Assisted Suicide and Conscience Protection

This is an article I wrote that was published in the Catholic Free Press on December 31, 2021.

Yesterday was the legislative reporting deadline. Last year the bill was sent to Health Care Financing and its reporting deadline extended until the end of the year. We will know Monday what came of it. With our state house being the only one in the nation that has yet to reopen from COVID, and this being given as a reason for extensions, we are expecting the same to happen.


While the public hearing is over, the assisted suicide bill known as An Act Relative to End of Life Options (End of Life Options Act) is still awaiting action by the Joint Committee on Public Health. Continuing to meet with legislators to inform them of our opposition is crucial to preventing this bill from becoming law. Unless extended, the deadline for the committee to report out is February 4, 2022. Particularly troubling about this bill is that it contains something other assisted suicide laws do not: the wiping away of conscience protection for Catholic clinicians, hospitals, and anyone else opposed to it.

Medicine was once centered on the knowledge, skill, and ethics of clinicians to provide compassionate patient care. As medicine progresses into a system centered on providing services, patient volume and satisfaction become the goods sought by the corporations and regulators running it. In this brave new world, declining a patient request for a legal service because of a clinical judgement based on conscience is grounds for termination. Advocates claim this is necessary to prevent discrimination, but, in fact, it aims to end Catholic healthcare.

Catholic clinicians never refuse to care for a patient. We sometimes refuse to offer or refer for treatments that we view as harmful, such as assisted suicide, even if it is legal and others disagree. And we always offer alternatives that, for some things, may simply be our presence and support. Discrimination is not involved. It is a false claim by those who replace human dignity with human desire and do not tolerate those who think differently. While patient satisfaction is important, when government payments and clinician salaries depend on it then conscience objections must go, and any bioethical constraints go as well.

The End of Life Options Act is designed to protect doctors willing to hasten the death of their patients. It forces all others to either get used to it, refer to someone who will do it, or get out of medicine. None of those are acceptable to those of us who never view someone as better off dead. Even now, this language already exists in recently palliative care laws. These laws mandate that all facilities and clinicians supply information to patients about palliative care and other “end of life options.” It also states that, “Nothing in this section shall be construed to permit a healthcare professional to offer to provide information about assisted suicide or the prescribing of medication to end life.” People can opt out but must refer to someone willing to discuss all the “end of life options.”
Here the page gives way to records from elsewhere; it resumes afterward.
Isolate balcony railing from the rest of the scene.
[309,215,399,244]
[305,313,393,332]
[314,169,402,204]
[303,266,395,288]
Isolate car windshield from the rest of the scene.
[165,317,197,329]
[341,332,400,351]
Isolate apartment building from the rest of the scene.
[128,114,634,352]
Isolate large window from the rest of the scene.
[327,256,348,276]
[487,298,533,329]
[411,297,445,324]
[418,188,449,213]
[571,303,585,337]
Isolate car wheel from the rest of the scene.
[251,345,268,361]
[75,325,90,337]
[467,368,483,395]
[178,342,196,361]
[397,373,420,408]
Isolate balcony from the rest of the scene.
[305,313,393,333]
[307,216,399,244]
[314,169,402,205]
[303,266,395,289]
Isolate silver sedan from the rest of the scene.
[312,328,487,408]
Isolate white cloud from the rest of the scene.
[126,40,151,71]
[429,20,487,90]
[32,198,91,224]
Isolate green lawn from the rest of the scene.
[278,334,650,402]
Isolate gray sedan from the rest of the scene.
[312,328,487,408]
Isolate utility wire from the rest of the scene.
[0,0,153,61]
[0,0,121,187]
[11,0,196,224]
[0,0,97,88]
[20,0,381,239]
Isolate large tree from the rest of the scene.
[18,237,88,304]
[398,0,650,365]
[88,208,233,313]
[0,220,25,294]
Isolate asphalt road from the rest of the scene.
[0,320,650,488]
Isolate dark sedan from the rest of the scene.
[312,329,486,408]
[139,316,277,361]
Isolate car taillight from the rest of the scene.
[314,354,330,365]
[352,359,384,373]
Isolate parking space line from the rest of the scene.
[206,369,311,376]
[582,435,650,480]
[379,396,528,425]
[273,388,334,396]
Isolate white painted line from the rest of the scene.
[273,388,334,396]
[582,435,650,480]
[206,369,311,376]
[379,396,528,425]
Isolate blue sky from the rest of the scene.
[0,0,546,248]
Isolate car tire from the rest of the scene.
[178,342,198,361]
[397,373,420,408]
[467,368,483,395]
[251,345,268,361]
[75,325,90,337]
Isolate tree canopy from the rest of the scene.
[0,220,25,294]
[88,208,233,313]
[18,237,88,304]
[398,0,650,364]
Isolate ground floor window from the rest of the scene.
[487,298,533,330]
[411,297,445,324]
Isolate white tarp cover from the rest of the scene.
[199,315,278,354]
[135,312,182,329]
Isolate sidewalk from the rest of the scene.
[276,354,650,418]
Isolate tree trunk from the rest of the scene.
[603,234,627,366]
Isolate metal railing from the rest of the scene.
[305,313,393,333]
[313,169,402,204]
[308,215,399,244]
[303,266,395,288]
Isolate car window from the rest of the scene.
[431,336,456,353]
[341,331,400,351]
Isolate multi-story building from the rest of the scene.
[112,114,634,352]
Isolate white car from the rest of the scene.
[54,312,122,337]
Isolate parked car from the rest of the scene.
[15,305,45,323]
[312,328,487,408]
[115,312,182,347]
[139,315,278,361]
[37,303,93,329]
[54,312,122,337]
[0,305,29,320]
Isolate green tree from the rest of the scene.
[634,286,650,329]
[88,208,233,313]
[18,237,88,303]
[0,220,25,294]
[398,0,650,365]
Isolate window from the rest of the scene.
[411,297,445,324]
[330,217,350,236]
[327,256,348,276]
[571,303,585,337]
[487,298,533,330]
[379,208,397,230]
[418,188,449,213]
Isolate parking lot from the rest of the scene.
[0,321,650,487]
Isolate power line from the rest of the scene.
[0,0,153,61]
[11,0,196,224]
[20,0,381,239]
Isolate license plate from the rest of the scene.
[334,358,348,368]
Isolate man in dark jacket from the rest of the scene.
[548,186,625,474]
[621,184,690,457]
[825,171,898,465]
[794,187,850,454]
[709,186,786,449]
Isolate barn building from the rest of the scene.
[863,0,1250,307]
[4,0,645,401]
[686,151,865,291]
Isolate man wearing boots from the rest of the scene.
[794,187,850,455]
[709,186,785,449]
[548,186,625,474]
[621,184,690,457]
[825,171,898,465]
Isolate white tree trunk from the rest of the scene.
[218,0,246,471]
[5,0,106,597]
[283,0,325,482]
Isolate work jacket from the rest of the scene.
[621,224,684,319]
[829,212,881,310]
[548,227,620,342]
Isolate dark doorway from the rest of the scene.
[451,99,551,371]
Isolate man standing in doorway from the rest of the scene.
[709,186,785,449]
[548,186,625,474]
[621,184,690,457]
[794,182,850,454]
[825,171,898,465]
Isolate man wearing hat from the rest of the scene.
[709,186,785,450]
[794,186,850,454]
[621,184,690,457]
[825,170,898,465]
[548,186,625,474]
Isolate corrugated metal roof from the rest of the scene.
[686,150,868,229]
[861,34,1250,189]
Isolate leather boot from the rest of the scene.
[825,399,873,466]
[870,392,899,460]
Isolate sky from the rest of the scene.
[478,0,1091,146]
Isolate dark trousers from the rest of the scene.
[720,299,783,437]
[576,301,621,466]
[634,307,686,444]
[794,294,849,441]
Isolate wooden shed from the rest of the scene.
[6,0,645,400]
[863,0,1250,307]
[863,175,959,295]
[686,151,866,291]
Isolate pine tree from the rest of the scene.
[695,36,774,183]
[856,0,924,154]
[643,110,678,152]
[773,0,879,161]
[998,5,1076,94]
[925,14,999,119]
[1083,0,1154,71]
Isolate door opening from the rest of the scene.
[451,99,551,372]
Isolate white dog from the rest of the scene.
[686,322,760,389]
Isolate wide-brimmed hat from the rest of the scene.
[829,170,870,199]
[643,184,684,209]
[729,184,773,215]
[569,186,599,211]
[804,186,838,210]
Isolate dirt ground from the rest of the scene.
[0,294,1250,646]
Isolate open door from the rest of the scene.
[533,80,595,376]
Why would anti-conscience language be placed in a palliative care law when no one objects to informing patients about it? Keep in mind that the End of Life Options Act, which states that “aid in dying” shall not be considered assisted suicide. If the End of Life Options Act passes, everyone will be required to inform patients that “aid in dying” is an “end of life option.” Additionally, every doctor will be mandated to offer the “service” or refer to someone who will. That will be the end of Catholic medicine in Massachusetts.

Assisted suicide should never be legalized, and it should never be linked to palliative care. A small number of suicide activists are using palliative care to attack people of faith. Not only must we tell legislators to reject the assisted suicide bill, but also to amend the existing palliative care laws. And we must keep a close eye on other related bills.


An effective referral is when a clinician is directly involved in obtaining a service that he or she will not offer from someone who will. If I am unwilling to be involved with hastening the death of a patient, I will give them the name of someone who will. I am being made into the means by which the patient obtains hastened death. In ethical language, this is immediate material cooperation with evil. Since I do not approve of assisted suicide, my cooperation is material, not formal; since I am a necessary part of the patient obtaining a hastened death, my cooperation is immediate, not mediate. Handing over a patient to someone I know will carry out what I will not does not absolve me of any guilt; look at the effect it had on Judas.

This language of an effective referral has become “boiler plate” language in palliative care bills and laws. By “boiler plate” I mean that the language has been well crafted by lawyers for this purpose and it is being replicated like a virus in our laws. For example, here is the effective referral language in current palliative care law:

If the attending health care practitioner fails to provide the patient with information and counseling under this section in a timely manner, the attending health care practitioner shall promptly arrange for another physician, physician assistant, nurse practitioner, advance practice nurse or registered nurse licensed to do so or shall promptly refer or transfer the patient to another physician, physician assistant, nurse practitioner, advance practice nurse or registered nurse licensed to do so.

And with it is the assurance that this is not tied to assisted suicide – because, well, hastening death is aid in dying, not assisted suicide. It is all in the language…

Nothing in this section shall be construed to permit any attending health care practitioner, as defined in this section , or any other medical professional to offer physician assisted suicide or prescribe medication with the intent to end life.

This exact (boiler plate) effective referral language is also in bill HD.4482 “An Act Relative to Palliative Care Compassionate Support” sponsored by Representative Silvia, a strong opponent of assisted suicide. From where , then, is this boiler plate language coming?